A maioria das drogas prescritas para o transtorno bipolar estão
associadas a algum risco de malformações congênitas, mas as pacientes
que interrompem a medicação têm um alto risco de recaída de um episódio
depressivo, maníaco ou misto. Durante o período puerperal, a taxa de
recaída é ainda maior, chegando a 50% a 70%, segundo algumas
estimativas. E mais alarmante ainda: mulheres com transtorno bipolar têm
um risco 100 vezes maior do que outras mulheres de desenvolverem
psicose pós-parto, uma condição grave que pode resultar em suicídio
materno e infanticídio.
As paciêntes interrompem seu tratamento muito em função de estarem
preocupadas com possíveis malformações congênitas, mas frequentemente
não sabem que a doença, por si só, pode causar dano ao bebê inclusive
de malformações, como microcefalia, e desfechos obstétricos, como
hipoglicemia neonatal, nascimento prematuro e baixo peso ao nascer,
aumento de risco de terem comprometimento cognitivo, prejuízos no
funcionamento social, emocional e comportamental, além de desenvolverem
transtornos mentais graves. Mulheres com THB (Transtorno de Humor
Bipolar), tanto as em tratamento quanto as que o interrompem, tendem a
ter mais comportamentos não-saudáveis. Achados como sobrepeso,
tabagismo, abuso de álcool e outras substâncias são mais frequentes que
em mulheres não-bipolares, e esses dados, em conjunto, conferem aos
transtornos mentais maternos graves, como o transtorno bipolar. O tratamento farmacológico é geralmente realizado com
estabilizadores do humor, tais como o lítio, os anticonvulsivantes, os
antipsicóticos e os antidepressivos ou com a eletroconvulsoterapia. Contudo, apenas 40% dos pacientes que aderiram ao
tratamento medicamentoso se mantêm sem recaídas . Pode-se agregar mais um valor ao tratamento – a psicoeducação.

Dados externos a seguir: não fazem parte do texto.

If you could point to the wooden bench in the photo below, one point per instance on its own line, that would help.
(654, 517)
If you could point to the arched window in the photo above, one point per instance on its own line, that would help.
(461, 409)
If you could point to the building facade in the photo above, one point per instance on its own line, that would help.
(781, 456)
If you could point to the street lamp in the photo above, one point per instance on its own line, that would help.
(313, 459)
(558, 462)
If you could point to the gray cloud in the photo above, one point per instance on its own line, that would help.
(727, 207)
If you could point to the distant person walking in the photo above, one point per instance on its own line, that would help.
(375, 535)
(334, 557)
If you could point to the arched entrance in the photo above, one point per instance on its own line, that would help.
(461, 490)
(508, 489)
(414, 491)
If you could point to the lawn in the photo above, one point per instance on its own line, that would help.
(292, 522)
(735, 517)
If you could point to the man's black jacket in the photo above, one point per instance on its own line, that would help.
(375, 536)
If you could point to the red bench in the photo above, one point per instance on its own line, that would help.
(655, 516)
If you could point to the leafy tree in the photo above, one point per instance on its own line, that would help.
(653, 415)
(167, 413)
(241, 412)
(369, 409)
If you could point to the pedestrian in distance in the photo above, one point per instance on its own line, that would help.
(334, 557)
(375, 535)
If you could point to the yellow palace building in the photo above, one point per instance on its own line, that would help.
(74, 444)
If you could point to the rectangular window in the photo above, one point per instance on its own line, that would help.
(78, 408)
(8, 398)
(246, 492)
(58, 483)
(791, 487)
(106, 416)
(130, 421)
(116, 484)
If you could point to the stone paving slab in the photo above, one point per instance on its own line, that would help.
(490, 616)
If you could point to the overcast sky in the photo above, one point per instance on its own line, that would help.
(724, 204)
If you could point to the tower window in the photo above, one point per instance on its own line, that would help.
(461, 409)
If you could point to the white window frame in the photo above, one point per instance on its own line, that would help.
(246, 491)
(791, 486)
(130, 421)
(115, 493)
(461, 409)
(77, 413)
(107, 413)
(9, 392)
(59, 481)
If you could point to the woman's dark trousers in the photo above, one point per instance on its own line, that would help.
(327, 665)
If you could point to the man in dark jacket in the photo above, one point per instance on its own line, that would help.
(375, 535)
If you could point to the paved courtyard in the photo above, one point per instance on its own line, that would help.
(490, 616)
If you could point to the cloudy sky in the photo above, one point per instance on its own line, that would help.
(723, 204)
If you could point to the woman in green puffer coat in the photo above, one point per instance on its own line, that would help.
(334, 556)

A psicoeducação consiste em, num primeiro momento, fornecer ao paciente informação sobre o transtorno, o tratamento farmacológico, os efeitos colaterais da medicação, as dificuldades associadas à doença, os riscos do uso de drogas, gravidez e aconselhamento genético, o risco de suicídio e a importância de hábitos regulares de vida. Em seguida, deve-se incentivar a identificação da topografia de seus comportamentos durante os episódios de mania, depressão ou estado misto, além dos estímulos antecedentes para os mesmos
Fora o preconceito e ausência de tratamento. Medicamentos e terapias
associadas podem ajudar e tornar a vida de pacientes com THB ainda
melhor de ser vivida! Procure seu médico.